I am sure it is good project for mobile robot network, although I didn't have enough time to get idea of the equations.
I think The planning with coordination on 4D space is a tough job so you are doing great! I wonder why the two robots not start at the same time and one pause when they become close.
It is a fun project to do on PR2. Since there is already someone in GRASP doing the work be without vision component, you might want to put in your detection part to make it more robust.
I like the idea of using HOG and part model. I would love to see how to make part model work since view point changes the appearance of the bag and its parts. Maybe using 3d data can help a lot.

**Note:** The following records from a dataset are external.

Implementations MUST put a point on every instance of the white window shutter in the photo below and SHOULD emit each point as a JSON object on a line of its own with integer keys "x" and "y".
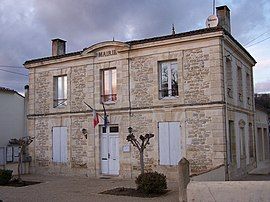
{"x": 164, "y": 144}
{"x": 63, "y": 144}
{"x": 56, "y": 144}
{"x": 175, "y": 142}
{"x": 2, "y": 156}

Also you might want to consider the characteristic of bag surface, like, it's not smooth and has parallel curves, etc.
The simulation seems good, the UAVs almost cover the whole area. It would be better if you can explain the algorithm more clearly.
It's pretty impressive to see the improvement of arm turning speed twice its original. If we can see it actually implemented on the arm will be nice.
I like the video of two robot coordinating, also the shooting angle is great. It is possible that two robot facing the same direction? may be that will be easier for robot to moving forward together?
It is nice to see android application! You might want to think about using the phone camera as a global path planner for the iRobot.
Both the robot and busy man did a great job! It's impressive to see the system being so reactive. To handle obstacles with real volume and different color, non smooth surface, in future will be great!